但我确实又回到了这里。无边无际的暗红色波斯地毯、宛如迷宫般的的高耸木制书架、琳琅满目的古朴书籍,甚至是纸页印油的好闻气味,以及巨大落地窗旁的一圈真皮沙发与燃着火光的洛可可烛台,一切都是前所未有的真实。一个衣着华丽的女人正坐在距离落地窗最近的单人沙发上,托着腮入迷地阅读着一本书。她的裙子很有路易十五统治时期的宫廷风格,却偏偏选用了低调的绛紫色,头发盘成了朴素整洁的发髻。沉静,庄重,这两个词可以最为严谨简单地描绘出她给人的感觉。我从没见过她,可我心里却觉得我认识,而且非常熟悉。
我走过去,走到她正对面的沙发后:“你是谁?”
“这一点你不是再清楚不过吗?”她很温和地说,没有抬头,依旧翻阅着手里的书。奇怪的是,我丝毫没有对她失礼的态度感到一丝不快,“你已经很久没来过这儿了,这是件好事,我替你感到高兴。但显然,你这次遇到了大麻烦。”

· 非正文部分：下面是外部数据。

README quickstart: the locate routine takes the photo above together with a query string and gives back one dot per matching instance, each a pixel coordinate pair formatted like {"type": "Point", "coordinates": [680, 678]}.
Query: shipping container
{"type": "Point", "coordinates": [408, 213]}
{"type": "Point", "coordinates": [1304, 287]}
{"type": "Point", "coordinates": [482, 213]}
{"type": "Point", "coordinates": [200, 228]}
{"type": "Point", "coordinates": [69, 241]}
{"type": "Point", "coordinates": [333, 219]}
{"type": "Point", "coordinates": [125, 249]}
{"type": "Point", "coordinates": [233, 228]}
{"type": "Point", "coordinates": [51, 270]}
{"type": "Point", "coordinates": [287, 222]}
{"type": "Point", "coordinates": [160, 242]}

“你是......”我的思绪还停留在这个女人的身份上,至于麻烦,人们哪天不受到麻烦的困扰呢?我的心底早已断定了她的身份,却最终也没将那个名字宣之于口,“这不可能!我明明已经......”
“将我们很好地收起来了?就像对待珍贵的玩具一样。”一个年轻的声音从我身后突然响起,我错愕地回过头,那是一个穿着黑色卫衣,头发乱糟糟的年轻女孩,通身的学院派气质带着一点宅女的特质。我再了解她不过了。
“很犀利的比喻。”
“抱歉。我无意冒犯。”
“这没什么。”她毫不在意地摆了摆手,一跃跳上了沙发,“这个世界跟之前的很不一样。在这里,我们获得了能够具象化的力量。所以你才能看到我们,一清二楚,确确实实。”她不紧不慢地向我解释。
我再次仔细地审视她们两个,一个是我专门的心理医生兼导师,一个是才华横溢的创作拍档。我再熟悉不过,如果是这个世界让她们在我的脑子里拥有了鲜活的生命,我倒也不会太过吃惊。“除了你们,应该还有其他人在吧?”我很清楚,这里曾经的住户可不止她们两个。
我的创作拍档在沙发上笨拙地翻了个身:“Celia很久以前就失踪了,胆小鬼一向不愿意见人,可爱小姐和阴谋论者我们也不曾见过......”
“事实上,比起她们我们还有一个最大的麻烦需要面对,特别是在你获得了新力量之后。”我的导师站起身来,累赘的长裙丝毫没有减慢她的步伐,“先去电梯口吧,我们边走边说。”
在我的记忆里,通往这个图书馆的路有两条,其中最常用的就是“电梯”。如果我没记错的话,它的最顶层连接的是一间被向日葵花田包围的小木屋,除此之外还有一些人的房间......还有监狱。事实上,当她提到“最大的麻烦”时,我就已经猜到我们要去哪了。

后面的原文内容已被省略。